Das Management bestätigte am Dienstag seinen im April angekündigten Entscheid. Rund 750 Arbeitsplätze werden ausgelagert, 500 gestrichen. Zudem sollen im Kanton Waadt 80 Stellen abgebaut werden, der Standort Coinsins (VD) wird ebenfalls geschlossen.

Mit drei Vorschlägen gescheitert

Der Entscheid sorgte bei den Mitarbeitenden in Genf heute Dienstag für Verärgerung. «Wir alle sind wütend über den Entscheid der Konzernleitung nach zwei Monaten mit Protesten und Verhandlungen», sagte der Regionalsekretär der Gewerkschaft Unia, Alessandro Pelizzari, gegenüber der Nachrichtenagentur sda.

An einer Versammlung entschieden sich die Beschäftigten, in den Streik zu treten. Von den rund 650 anwesenden Mitarbeitenden stimmten nur 3 dagegen, 51 enthielten sich.
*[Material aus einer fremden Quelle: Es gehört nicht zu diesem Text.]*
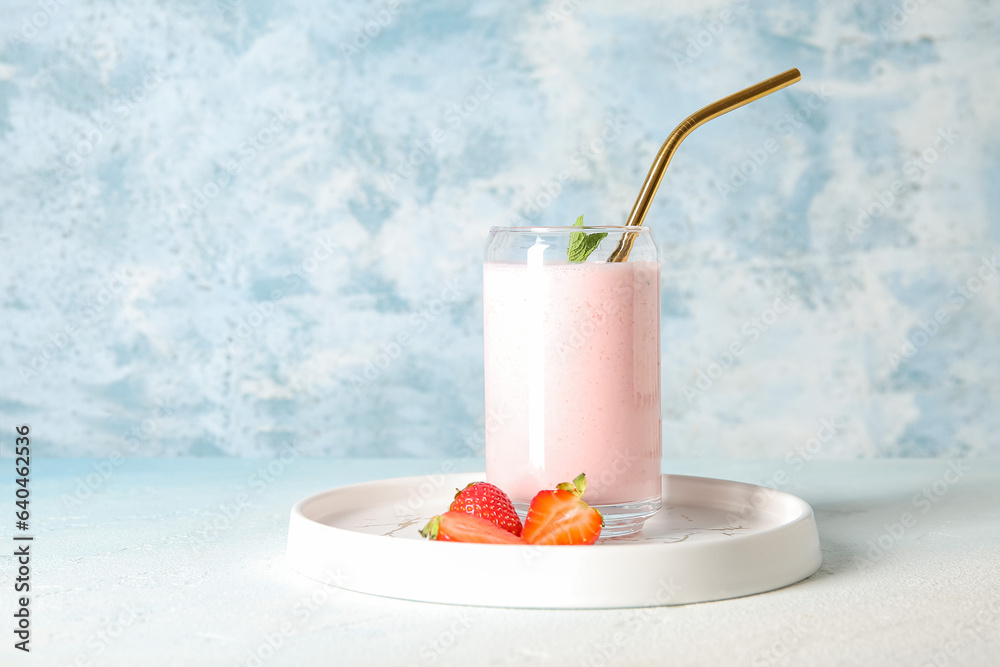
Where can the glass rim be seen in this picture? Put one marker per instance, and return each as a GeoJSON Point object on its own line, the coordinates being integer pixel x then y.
{"type": "Point", "coordinates": [564, 229]}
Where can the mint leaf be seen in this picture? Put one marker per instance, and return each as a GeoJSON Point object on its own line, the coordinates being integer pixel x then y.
{"type": "Point", "coordinates": [582, 244]}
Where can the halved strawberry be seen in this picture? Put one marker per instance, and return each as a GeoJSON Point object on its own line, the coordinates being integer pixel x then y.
{"type": "Point", "coordinates": [488, 502]}
{"type": "Point", "coordinates": [462, 527]}
{"type": "Point", "coordinates": [560, 517]}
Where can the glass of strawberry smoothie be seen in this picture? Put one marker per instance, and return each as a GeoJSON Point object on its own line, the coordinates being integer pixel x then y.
{"type": "Point", "coordinates": [572, 348]}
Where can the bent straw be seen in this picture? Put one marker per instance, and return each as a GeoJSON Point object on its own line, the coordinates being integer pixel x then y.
{"type": "Point", "coordinates": [700, 117]}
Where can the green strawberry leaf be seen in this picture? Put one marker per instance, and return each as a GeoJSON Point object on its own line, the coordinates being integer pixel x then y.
{"type": "Point", "coordinates": [582, 244]}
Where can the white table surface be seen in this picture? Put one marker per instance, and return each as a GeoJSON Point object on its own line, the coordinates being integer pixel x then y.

Um den Stellenabbau wenigstens teilweise zu verhindern, hatte das Personal drei Vorschläge ausgearbeitet. Merck Serono habe diese geprüft, schreibt das Unternehmen. Um die langfristige Wettbewerbsfähigkeit zu sichern, müssten aber Doppelfunktionen abgebaut werden - deshalb könne der Standort Genf nicht erhalten werden.

Streit um den Sozialplan

Die Arbeitnehmerorganisation Angestellte Schweiz teilte mit, es sei inakzeptabel, dass Merck Serono nicht auf die Vorschläge eingegangen sei. Die Organisation sehe sich bestätigt darin, mit der Klage gegen Merck Serono den richtigen Weg eingeschlagen zu haben. Vor Gericht soll unter anderem geklärt werden, ob das Konsultationsverfahren den rechtlichen Standards entspricht.

Pelizzari sagte, die Unia sei erstaunt, dass das Management nicht auf seinen Entscheid zurückgekommen sei. «Noch erstaunter sind wir aber über die Weigerung der Konzernleitung, den Sozialplan signifikant zu verbessern.»

Merck hingegen sprach von Verbesserungen beim Sozialplan. So sei beispielsweise das Alter für Frühpensionierungen von 58 auf 56 gesenkt worden. Merck Serono biete den Mitarbeitern zudem Unterstützung bei der Gründung von neuen Unternehmen an und stelle dafür einen Fonds über 30 Millionen Euro zur Verfügung.

«Bilaterale Gespräche» bevorzugt

Die Unia werde sich im Rahmen der Taskforce weiterhin bemühen, die Arbeitsplätze am Standort Genf zu erhalten, kündigte Pelizzari an. Bisher weigerte sich Merck Serono, sich an der Taskforce zu beteiligen. Man bevorzuge bilaterale Gespräche, sagte François Naef, Verwaltungsratspräsident von Merck Serono, am Dienstag der Nachrichtenagentur sda.

Die Mitarbeitenden sollen bis Ende Juli über ihre persönliche Situation informiert werden. Der Standort Genf soll bis Mitte des Jahres 2013 geschlossen werden, der Standort Coinsins bis 2014.

Weltweites Sparprogramm bei Merck

Der Stellenabbau in der Schweiz ist Teil des im Februar angekündigten Sparprogramms von Merck. Mit Kosteneinsparungen von weltweit jährlich 300 Millionen Euro will der Konzern gemäss Finanzchef Matthias Zachert die Pharmatochter Merck Serono ähnlich profitabel wie die Mitbewerber machen.

Merck hatte das Genfer Biotechunternehmen Serono 2007 für rund 16,6 Milliarden Franken übernommen und sein biopharmazeutisches Geschäft am Standort Genf gebündelt. Die Merck Sparte Serono beschäftigt knapp 17'000 Personen, darunter bisher 2100 in der Schweiz.